Car les prix sont un autre sujet de mécontentement. À la mi-avril, a finalement été signé un accord sur la baisse des prix d’une centaine de produits de première nécessité, avec obligation pour les magasins d’indiquer le prix avant l’accord et le prix après. Pas question que la baisse passe pour une promotion commerciale quelconque ! Cela dit, la colère gronde à nouveau car les grands magasins ont profité du mouvement et de la pénurie des biens pour augmenter les prix des marchandises qui n’étaient pas de première nécessité.
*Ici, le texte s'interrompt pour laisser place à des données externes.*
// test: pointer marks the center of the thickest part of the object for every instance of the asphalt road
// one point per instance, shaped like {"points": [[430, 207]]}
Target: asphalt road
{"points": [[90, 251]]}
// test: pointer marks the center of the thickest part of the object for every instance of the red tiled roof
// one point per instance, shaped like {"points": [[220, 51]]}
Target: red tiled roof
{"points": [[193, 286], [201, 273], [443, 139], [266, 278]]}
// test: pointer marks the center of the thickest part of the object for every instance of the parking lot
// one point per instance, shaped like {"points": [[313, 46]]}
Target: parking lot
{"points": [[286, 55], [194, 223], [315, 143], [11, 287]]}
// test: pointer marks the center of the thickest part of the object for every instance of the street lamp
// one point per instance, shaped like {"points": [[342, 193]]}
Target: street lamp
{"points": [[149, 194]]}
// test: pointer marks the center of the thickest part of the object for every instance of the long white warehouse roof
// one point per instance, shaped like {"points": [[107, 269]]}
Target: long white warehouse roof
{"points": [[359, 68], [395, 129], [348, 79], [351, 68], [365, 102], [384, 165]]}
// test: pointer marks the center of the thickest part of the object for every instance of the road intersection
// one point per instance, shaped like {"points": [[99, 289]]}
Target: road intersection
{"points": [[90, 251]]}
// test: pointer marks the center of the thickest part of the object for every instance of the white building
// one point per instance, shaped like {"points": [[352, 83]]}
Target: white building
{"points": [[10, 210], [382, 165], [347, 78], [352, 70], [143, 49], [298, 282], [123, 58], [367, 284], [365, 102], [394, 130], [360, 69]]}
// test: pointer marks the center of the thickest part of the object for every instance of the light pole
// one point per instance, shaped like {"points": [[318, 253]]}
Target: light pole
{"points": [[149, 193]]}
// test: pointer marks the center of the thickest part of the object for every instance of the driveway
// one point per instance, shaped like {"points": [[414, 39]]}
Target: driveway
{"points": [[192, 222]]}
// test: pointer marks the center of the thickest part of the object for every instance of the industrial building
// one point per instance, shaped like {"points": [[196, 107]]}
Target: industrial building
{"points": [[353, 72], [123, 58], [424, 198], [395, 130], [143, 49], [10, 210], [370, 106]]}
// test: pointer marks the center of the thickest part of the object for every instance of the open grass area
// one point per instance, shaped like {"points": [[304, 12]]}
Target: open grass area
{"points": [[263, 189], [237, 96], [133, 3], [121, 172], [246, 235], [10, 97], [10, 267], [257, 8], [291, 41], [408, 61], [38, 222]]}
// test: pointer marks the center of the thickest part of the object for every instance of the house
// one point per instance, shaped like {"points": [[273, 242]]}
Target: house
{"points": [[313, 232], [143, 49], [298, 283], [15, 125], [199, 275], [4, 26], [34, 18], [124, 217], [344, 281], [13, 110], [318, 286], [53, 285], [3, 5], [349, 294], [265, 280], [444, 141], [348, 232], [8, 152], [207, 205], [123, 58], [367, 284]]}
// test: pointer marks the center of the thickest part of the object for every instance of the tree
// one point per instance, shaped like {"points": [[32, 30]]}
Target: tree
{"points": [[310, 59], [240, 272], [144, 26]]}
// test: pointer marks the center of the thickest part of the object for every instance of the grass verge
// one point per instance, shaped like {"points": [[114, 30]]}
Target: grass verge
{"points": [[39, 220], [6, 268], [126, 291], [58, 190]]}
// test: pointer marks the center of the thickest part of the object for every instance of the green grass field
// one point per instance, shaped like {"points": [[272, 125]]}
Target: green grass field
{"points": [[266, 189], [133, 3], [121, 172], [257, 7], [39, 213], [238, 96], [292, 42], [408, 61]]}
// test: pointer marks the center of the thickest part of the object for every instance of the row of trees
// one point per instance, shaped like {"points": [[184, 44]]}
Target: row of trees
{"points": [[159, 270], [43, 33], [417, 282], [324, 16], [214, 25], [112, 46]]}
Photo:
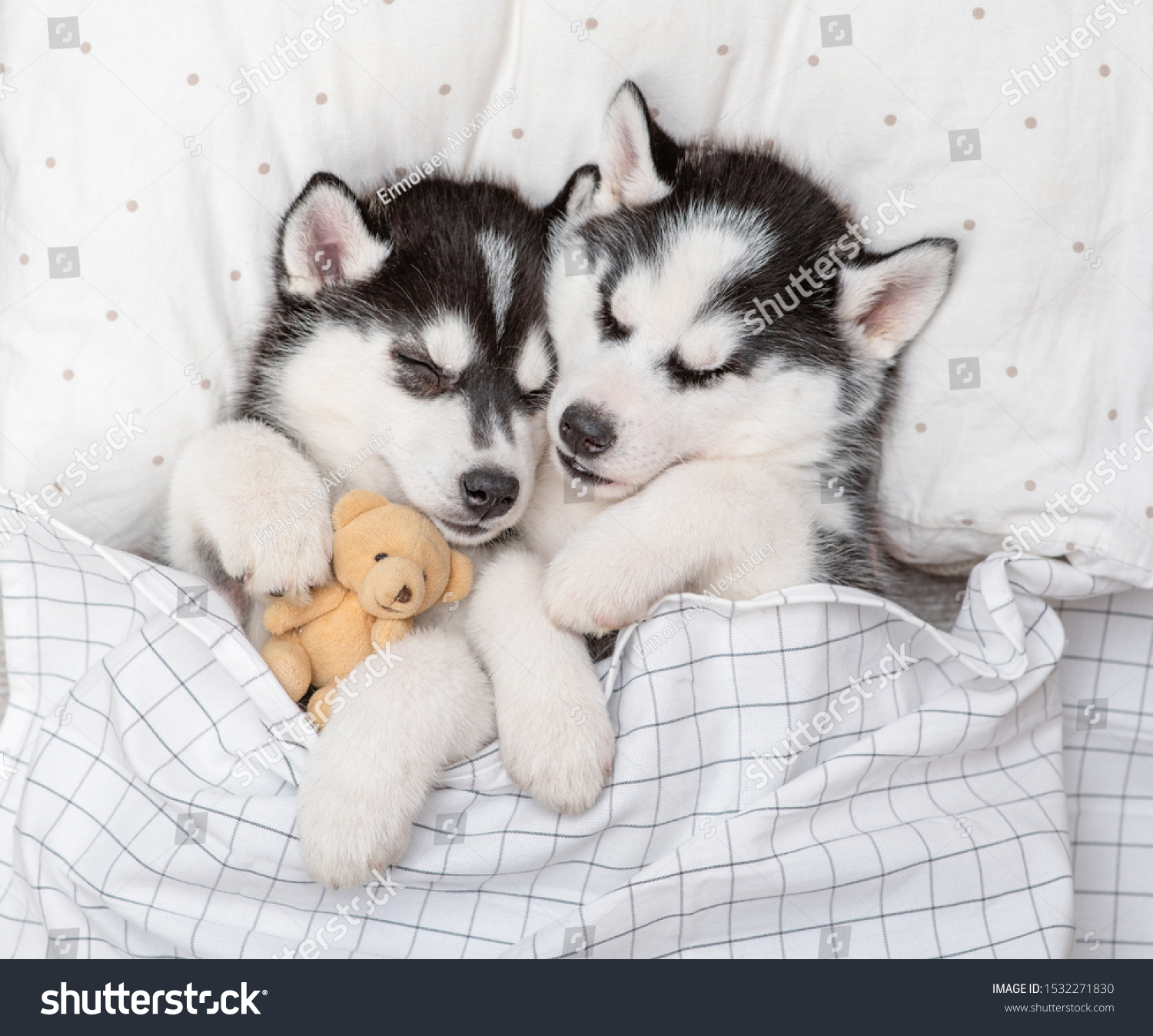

La population s’adresse très fréquemment aux membres du LKP pour tel ou tel autre problème très concret de la vie quotidienne. Un conflit aussi long et profond laisse des traces. En particulier la grande fierté d’avoir dit ce qu’on pensait depuis des années, d’avoir réussi quelque chose de bien et de positif. Certains conservent la nostalgie des grands meetings devant la Mutualité et y reviennent même lorsqu’il n’y a rien, en demandant quand est programmé le prochain.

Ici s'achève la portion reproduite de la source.